その子の顔は、手でふさがって見えなかった。涙が止まらないらしく、しゃっくりを上げている。

「大丈夫?」

その子はただただ泣き続けた。しくしくと、それは夏前の雨のごとく留まることを知らない。その子は何も答えない。涙が出続けて応えられないのだろう。顔は見えないが、俺は床に落ちる涙を救い上げた。そして唇の横、彼女の頬の横に伝う涙を指で拭った。

「大丈夫」

俺が言う。

「きっと、大丈夫だから」

それしかいうことができなかったが、そういうしかなかった。

「絶対に、光があるから」

俺はその子の右手を握る。右手で隠していた顔の部分は見られたくないらしく、左手で顔全体を覆った。
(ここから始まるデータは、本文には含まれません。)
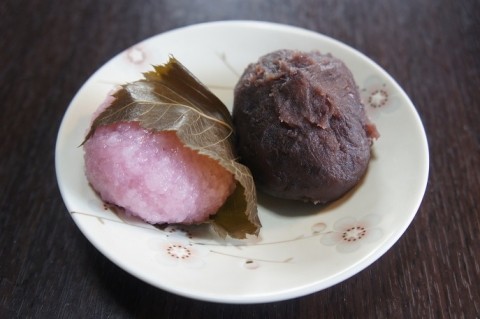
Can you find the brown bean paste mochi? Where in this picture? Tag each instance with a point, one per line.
(301, 127)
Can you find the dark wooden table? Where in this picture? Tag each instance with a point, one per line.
(49, 48)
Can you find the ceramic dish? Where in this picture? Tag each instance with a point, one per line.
(302, 248)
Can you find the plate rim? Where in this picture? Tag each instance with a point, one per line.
(290, 293)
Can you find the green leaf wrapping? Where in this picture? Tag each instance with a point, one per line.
(170, 98)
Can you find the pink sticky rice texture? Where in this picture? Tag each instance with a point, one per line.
(154, 176)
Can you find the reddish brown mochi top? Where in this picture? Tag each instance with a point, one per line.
(301, 127)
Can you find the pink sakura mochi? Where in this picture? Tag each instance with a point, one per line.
(153, 175)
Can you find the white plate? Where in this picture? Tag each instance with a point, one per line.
(300, 249)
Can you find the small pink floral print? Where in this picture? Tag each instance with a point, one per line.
(176, 249)
(349, 233)
(378, 96)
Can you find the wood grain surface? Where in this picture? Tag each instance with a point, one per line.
(48, 49)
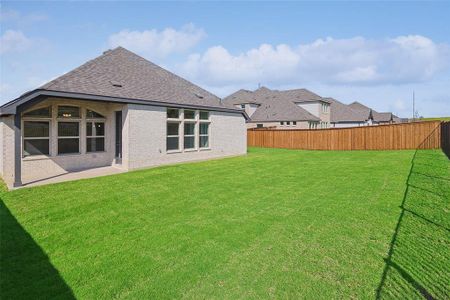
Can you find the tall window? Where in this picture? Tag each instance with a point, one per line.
(194, 127)
(69, 112)
(204, 129)
(95, 131)
(36, 138)
(189, 135)
(95, 136)
(36, 131)
(173, 136)
(68, 130)
(204, 135)
(68, 137)
(173, 129)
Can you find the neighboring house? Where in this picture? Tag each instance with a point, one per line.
(377, 117)
(117, 109)
(357, 114)
(342, 115)
(291, 109)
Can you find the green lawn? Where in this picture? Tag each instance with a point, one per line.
(272, 224)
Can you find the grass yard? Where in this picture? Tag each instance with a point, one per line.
(272, 224)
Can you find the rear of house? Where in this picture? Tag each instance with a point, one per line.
(116, 110)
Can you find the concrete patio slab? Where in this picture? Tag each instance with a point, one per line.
(74, 175)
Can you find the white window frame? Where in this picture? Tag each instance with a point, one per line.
(68, 120)
(193, 122)
(93, 121)
(181, 121)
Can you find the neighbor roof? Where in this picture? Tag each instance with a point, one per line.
(341, 112)
(121, 74)
(377, 116)
(275, 105)
(281, 110)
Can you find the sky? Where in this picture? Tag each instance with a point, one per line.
(376, 53)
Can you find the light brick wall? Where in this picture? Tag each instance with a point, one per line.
(7, 148)
(38, 167)
(143, 141)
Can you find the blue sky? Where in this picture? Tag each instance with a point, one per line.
(373, 52)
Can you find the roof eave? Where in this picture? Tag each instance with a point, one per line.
(10, 107)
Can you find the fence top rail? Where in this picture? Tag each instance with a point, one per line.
(350, 128)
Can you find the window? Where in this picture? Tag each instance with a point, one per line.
(173, 136)
(189, 114)
(204, 135)
(95, 136)
(45, 112)
(36, 138)
(95, 131)
(90, 114)
(194, 127)
(68, 137)
(68, 112)
(204, 115)
(173, 113)
(189, 135)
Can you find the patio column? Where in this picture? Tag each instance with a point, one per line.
(17, 149)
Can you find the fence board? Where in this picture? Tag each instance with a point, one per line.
(426, 135)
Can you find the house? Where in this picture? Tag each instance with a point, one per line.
(290, 109)
(377, 117)
(357, 114)
(342, 115)
(115, 110)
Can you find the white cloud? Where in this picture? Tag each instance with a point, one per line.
(9, 15)
(14, 41)
(154, 43)
(404, 59)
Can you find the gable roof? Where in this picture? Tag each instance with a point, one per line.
(280, 109)
(121, 74)
(275, 105)
(376, 116)
(341, 112)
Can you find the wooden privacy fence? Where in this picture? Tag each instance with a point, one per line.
(426, 135)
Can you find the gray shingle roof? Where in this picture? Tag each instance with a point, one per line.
(281, 110)
(123, 74)
(341, 112)
(377, 116)
(382, 117)
(275, 105)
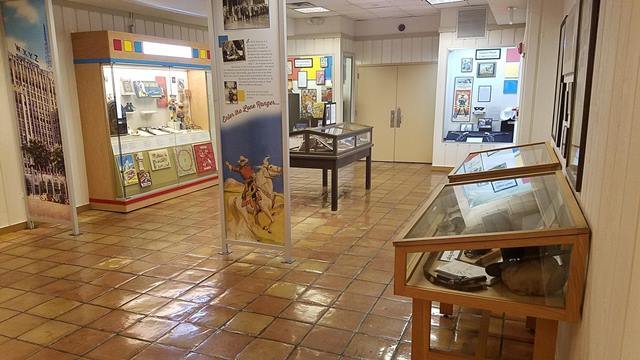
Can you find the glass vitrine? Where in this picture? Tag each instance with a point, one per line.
(159, 126)
(514, 160)
(332, 140)
(513, 244)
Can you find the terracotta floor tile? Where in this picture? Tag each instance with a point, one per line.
(376, 325)
(17, 350)
(268, 305)
(186, 336)
(301, 353)
(224, 344)
(248, 323)
(287, 331)
(356, 302)
(261, 349)
(177, 310)
(201, 294)
(81, 341)
(327, 339)
(286, 290)
(20, 324)
(117, 348)
(303, 312)
(84, 314)
(53, 308)
(48, 332)
(161, 352)
(116, 321)
(342, 319)
(319, 296)
(149, 329)
(369, 347)
(212, 316)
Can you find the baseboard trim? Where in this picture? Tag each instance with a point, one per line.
(446, 169)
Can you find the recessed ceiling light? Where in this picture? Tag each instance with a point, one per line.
(312, 10)
(441, 2)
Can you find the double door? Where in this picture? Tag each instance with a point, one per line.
(399, 102)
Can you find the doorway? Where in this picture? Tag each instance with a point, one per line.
(399, 102)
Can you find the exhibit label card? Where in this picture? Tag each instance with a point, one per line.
(250, 83)
(29, 51)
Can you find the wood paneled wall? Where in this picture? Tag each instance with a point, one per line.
(610, 328)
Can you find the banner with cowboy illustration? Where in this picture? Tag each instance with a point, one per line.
(249, 85)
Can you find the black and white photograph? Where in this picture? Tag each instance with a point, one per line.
(231, 92)
(233, 50)
(246, 14)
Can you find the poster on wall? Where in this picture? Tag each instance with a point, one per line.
(251, 133)
(462, 90)
(41, 137)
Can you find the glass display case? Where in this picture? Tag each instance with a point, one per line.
(517, 245)
(513, 160)
(158, 121)
(332, 140)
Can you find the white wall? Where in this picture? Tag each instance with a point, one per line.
(451, 154)
(70, 17)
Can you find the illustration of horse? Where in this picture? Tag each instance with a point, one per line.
(265, 198)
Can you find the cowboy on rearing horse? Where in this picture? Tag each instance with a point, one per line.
(245, 170)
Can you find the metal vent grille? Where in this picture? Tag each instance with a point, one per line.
(472, 23)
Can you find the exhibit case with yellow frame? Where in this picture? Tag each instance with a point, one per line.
(515, 245)
(146, 118)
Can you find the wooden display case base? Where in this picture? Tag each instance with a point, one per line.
(139, 202)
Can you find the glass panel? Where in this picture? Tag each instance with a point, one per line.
(347, 89)
(510, 158)
(460, 334)
(534, 275)
(526, 203)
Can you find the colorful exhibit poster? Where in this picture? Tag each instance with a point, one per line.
(29, 51)
(250, 59)
(185, 161)
(127, 169)
(463, 88)
(205, 161)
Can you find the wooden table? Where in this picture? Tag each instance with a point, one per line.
(334, 162)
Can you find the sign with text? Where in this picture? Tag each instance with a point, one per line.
(30, 61)
(250, 84)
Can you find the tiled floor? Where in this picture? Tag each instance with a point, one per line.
(151, 284)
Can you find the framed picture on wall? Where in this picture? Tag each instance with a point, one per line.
(488, 54)
(466, 65)
(487, 69)
(302, 79)
(303, 63)
(484, 93)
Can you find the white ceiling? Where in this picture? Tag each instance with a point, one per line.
(375, 9)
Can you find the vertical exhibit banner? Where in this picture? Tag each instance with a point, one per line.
(250, 86)
(31, 68)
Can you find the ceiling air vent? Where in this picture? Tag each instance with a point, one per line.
(472, 23)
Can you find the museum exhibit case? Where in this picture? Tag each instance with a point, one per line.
(311, 79)
(514, 160)
(515, 245)
(145, 112)
(330, 148)
(481, 98)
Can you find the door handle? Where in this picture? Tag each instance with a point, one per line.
(392, 119)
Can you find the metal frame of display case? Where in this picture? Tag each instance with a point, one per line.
(333, 160)
(523, 170)
(546, 317)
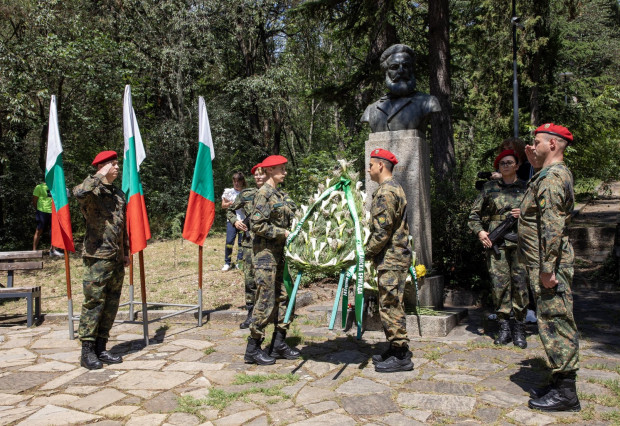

「大丈夫、行こう。何処に行きつくかはわからない。でも俺と二人で、こっちのほうにとりあえず歩いてみよう。ダメだったら、また考えればいいさ」

俺は彼女の手を引く。彼女は泣きながらゆっくり歩く。

「大丈夫、光の射すところは絶対にあるから」

俺は言う。

「歩いてみるしかないさ」

そこで俺は目が覚めた。




 命短し恋せよ乙女とはよく言うけれど
 しようと思ってできるものでもない
 あの人は去り
 あの人は他の人の所にいる
 私はどこへにも行けない
 あの人が好きだった曲を聞いてみるけど
 もうあまり色々思い出せなくなってきたね
 町の夜は輝いて見えて
 誰もかれもが誰かのもとへ向かって行く
 特に今日みたいな日は
 あの時の約束を私はまだ守っている
  
 今日みたいな夜は歌おう
 きっと何かが慰めてくれる
 時間が私たちをどこかに連れて行ってくれると信じながら
 お酒なんかで気を紛らわさないで
 飽きるくらいこの曲を聞いて
 飽きるくらいあなたのことを思う
 それでももう、あなたの指の感触を
 私は思い出せないの  
    
(桜木ヒカル『SIGN』2016)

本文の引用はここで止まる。